Home Loan: Home is a revenue-generating asset which appreciates over a period of time. Home loans are generally available at a low rate of interest and come with tax advantages while the loan is being repaid. It is a high value and long tenure proposition. However, the spectre of voluminous loan amount as well as long period of repayment induces a tendency to prepay the home loan when a person receives lump sum money. This is not always a good idea. Firstly, the interest portion on a long tenure loan in the initial few years is very large compared to the principal repayment. Secondly, as the years pass by, the inflation may actually erode some value from the EMI being paid. Thus, an amount of 10,000 paid as EMI after five years at a running inflation rate of 6% will be worth only 7,472. Meanwhile, the income level may also rise, making the EMI a smaller portion of total income. Moreover, a possible penalty on pre-payment and the partial forgoing of tax benefits may make the pre-payment all the more unattractive. Instead, the lump sum money received can be employed in some good investment vehicle to generate long-term wealth.

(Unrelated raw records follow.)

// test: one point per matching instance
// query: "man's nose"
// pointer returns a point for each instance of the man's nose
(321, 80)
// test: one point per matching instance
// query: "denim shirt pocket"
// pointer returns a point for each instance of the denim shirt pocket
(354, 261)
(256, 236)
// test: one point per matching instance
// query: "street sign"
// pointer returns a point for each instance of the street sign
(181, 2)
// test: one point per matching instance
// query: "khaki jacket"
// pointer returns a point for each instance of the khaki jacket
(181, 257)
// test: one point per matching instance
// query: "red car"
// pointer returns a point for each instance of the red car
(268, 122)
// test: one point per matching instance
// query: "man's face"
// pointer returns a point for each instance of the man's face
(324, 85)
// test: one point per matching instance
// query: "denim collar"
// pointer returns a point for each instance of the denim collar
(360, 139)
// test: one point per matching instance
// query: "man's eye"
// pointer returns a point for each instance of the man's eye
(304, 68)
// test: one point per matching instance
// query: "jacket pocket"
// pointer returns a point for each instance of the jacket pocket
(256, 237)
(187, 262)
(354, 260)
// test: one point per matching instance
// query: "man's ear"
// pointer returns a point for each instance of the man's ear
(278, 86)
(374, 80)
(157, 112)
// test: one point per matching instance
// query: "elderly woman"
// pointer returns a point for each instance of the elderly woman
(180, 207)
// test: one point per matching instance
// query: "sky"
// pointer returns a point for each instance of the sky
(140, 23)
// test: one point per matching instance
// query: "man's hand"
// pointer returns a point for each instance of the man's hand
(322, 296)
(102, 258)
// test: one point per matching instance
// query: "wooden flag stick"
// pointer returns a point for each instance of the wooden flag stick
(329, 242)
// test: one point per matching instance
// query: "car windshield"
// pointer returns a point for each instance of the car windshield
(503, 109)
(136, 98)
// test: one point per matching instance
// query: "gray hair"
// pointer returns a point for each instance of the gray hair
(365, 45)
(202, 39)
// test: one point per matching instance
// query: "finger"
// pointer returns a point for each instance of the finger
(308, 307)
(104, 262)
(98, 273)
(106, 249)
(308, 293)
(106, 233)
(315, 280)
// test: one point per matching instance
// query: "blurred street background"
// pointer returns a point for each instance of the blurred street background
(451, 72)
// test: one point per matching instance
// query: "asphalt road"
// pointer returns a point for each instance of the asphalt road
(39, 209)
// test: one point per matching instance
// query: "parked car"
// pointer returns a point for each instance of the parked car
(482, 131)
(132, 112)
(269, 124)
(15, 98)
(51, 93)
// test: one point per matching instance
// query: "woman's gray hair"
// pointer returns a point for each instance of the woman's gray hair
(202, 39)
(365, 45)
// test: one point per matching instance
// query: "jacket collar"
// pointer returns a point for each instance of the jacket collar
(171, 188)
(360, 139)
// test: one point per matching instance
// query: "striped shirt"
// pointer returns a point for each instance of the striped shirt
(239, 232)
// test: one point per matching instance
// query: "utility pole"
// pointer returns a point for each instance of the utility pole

Auto Loan: The automobile can depreciate faster than the outstanding loan amount. An automobile is also an asset (though it does not generate income and depreciates in value unlike property). Looking at this, the tenure of the loan should be short, say 3-5 years. The unusually high processing charges should be avoided as they add to the overall cost of finance. The pre-payment penalty clause should be negotiated to avoid unnecessary charges if the loan is foreclosed.


Personal Loan: You should go for a personal loan only if there is a crisis, as the rate of interest is more than 15% in addition to the processing fees. The rate of interest can be negotiated further by offering collateral and furnishing details of credit strength, income flows, etc. Avoid using such loan for personal consumption like buying durables, or going on a vacation. In contrast to personal loans, there are other cheaper loans available, e.g. loan against securities, gold and property, which can be effectively used. You can avail of such loans against a collateral at rates that are 5-15% lower than those charged by personal loans. The repayment tenure is also longer than a personal loan.


Credit Card: Credit cards should be used as convenience tools in lieu of cash but should not be sought to enlarge cash availability beyond your means. They are an effective financing tool during a narrow phase when cash is expected. By efficient use, one can make use of reward points and other attendant benefits. One should make use of the free credit period and repay the credit before the scheduled due date.


   A person must carefully understand the instances in which s/he may end up paying huge interest and other charges. The interest charges applicable in case of rollovers and part payments are more than 33% p.a. The minimum outstanding clearance is a sure method of falling in a debt trap, as the full interest is charged on all fresh purchases from the very date of transaction. The parameters such as credit limit and due date of payment should be adhered to as there are over-limit and late payment charges, too. You should avoid using credit cards to finance charges on white goods, travel and other consumption to fully repay the amounts incurred on the due date.